Last night I was needing some comfort, and the obvious first place to look for it was in my kitchen. Rummaging around in my cabinet, I spied the usual suspects: mac & cheese, brownies, my roommate's chips ahoy. "No, no, no, that's not it at all," I found myself lamenting. "Why doesn't my kitchen cabinet understand how I feel?"
And that's when I saw the humble butternut squash resting on the third shelf. During my last weekly shopping trip I had gathered the ingredients for an intriguing recipe that has appeared in my most recently copy of Gourmet. The roasted butternut squash galette had caught my eye, as it reminded me of the best pizza I have ever eaten (butternut squash with asiago, sage, and caramelized onions, which I stumbled upon in a small cafe called Veggie Planet hidden in a Boston suburb.) The recipe looked easy enough for my battered brain to handle, so I retrieved my gourd and went to work.

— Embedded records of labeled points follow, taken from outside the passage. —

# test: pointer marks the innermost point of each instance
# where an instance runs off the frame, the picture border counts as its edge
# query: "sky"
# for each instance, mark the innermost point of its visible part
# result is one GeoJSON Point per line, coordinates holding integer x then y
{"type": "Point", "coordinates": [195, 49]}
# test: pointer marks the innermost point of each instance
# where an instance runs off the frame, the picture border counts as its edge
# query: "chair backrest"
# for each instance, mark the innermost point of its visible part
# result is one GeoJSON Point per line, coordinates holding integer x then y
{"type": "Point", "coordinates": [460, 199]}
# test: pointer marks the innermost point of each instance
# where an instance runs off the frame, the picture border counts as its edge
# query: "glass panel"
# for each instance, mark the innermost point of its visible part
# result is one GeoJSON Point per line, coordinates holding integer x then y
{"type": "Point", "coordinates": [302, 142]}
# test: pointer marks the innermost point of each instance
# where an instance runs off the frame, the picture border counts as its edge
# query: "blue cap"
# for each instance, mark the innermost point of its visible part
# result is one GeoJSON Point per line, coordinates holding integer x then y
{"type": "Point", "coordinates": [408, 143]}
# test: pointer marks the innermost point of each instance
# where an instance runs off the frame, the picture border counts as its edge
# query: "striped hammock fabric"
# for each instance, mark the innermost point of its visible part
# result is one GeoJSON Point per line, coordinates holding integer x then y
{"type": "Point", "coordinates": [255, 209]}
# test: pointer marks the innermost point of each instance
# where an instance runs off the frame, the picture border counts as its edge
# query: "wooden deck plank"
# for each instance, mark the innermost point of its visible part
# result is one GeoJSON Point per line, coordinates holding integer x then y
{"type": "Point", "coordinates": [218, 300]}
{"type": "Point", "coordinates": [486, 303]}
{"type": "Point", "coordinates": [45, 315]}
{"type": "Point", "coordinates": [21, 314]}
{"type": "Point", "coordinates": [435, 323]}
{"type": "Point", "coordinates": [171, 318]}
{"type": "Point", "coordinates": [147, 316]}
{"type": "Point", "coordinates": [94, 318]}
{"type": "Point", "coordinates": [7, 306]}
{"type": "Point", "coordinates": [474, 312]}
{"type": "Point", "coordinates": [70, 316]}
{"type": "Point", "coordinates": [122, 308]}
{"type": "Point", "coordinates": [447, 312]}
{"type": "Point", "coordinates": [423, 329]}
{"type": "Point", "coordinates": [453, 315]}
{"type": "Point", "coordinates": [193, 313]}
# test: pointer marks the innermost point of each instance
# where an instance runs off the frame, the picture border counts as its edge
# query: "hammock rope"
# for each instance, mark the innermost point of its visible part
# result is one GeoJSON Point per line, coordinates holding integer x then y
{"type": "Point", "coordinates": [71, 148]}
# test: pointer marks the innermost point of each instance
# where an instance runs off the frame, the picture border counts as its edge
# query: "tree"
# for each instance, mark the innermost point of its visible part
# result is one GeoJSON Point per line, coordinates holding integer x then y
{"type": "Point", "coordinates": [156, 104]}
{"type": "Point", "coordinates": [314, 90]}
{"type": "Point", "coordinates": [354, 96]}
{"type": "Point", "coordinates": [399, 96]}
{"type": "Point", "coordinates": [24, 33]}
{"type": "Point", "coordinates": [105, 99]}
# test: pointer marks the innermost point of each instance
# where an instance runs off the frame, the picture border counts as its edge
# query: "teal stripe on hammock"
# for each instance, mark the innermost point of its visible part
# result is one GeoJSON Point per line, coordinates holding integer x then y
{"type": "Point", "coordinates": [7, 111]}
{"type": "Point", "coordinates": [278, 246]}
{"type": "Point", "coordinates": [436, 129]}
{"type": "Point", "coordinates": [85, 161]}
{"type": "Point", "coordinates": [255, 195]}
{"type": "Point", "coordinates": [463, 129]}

An hour's work resulted in a pastry that was everything I had hoped and dreamed it would be. A tried and true comfort food. Warming through and through. Having discovered this secret, I wondered if I were now obligated to send roasted butternut squash galettes to each and every person who has had a rough day. I almost wish I could. But since I'm not sure how I would safely send a flakey tart through the United States Postal Service, perhaps I should just tell you how to go about making your own. After all, if you're in need of a bit of comfort, I highly recommend turning to this warm, savory pastry. It has charming goat cheese, lovable sauteed leeks, soothing chopped sage, and sweet butternut squash all baked into a flakey pastry made golden with brushed on eggs. While my dinner didn't and couldn't fix all my troubles, one warm bite was enough to convince me that, in the end, everything was going to be alright.
Roasted Butternut Squash Galette
Adopted from Gourmet Feb. 09
Ingredients - For Pastry
1 1/4 cups all-purpose flour
1 stick cold unsalted butter, cut into 1/2 inch cubes
1 tablespoon chopped sage leaves
1/2 teaspoon fine sea salt
4 to 6 tablespoons ice-cold water
1 large egg, lightly beaten
Ingredients - For Filling
1 (2 lb.) Butternut squash, peeled, seeded, and cut into 2 by 1/4 inch slices
1/2 teaspoon fine sea salt
3 tablespoons olive oil, divided
2 leeks (white and pale green parts only), thickly sliced crosswise
6 oz soft mild goat cheese, crumbled
Step one: Make the dough. If you are short on time, you can always use a pie crust mix instead. That being said, a mix will never ever be as delicious as one you make yourself from good quality butter. Pulse flour, butter, sage, and sea salt in a food processor until mixture resembles coarse meal. If you do not have a food processor, use a hand-held pastry cutter instead. Drizzle ice water evenly over the mixture and pulse or mix until it just forms a ball. Gently press dough into a 5 inch disk and chill, wrapped in plastic wrap, until firm, at least 1 hour.
Step two: While dough chills, start your filling. Preheat oven to 500 degrees F with rack in the middle position. Toss squash with sea salt and 1 tablespoon oil and arrange in 1 layer in on a large baking sheet. Roast, stirring once halfway through, until golden brown on edges and undersides, 20 to 25 minutes. Remove squash from oven and reduce oven temperature to 375 degrees F.
Step three: Wash leeks, then cook in remaining 2 Tablespoons oil with a pinch of sea salt in a 10 inch heavy skillet over medium heat, partially covered, and stirring occasionally, until tender, 10 to 15 minutes. Transfer to a large bowl to cool slightly. Add squash, goat cheese, and 1/4 teaspoon pepper and toss gently.
Step four: Roll out dough into a 13 inch round on a lightly floured surface with a lightly floured rolling pin. Transfer to a baking sheet. Arrange filling in an even layer in center of dough, leaving a 2 to 3 inch border. Fold dough in on itself to cover outer rim of filling, pleating dough as necessary. Brush pastry with beaten egg and bake galette until crust is cooked through and golden on edges, 35 to 45 minutes. Cool on baking sheet on a rack 10 minutes before serving.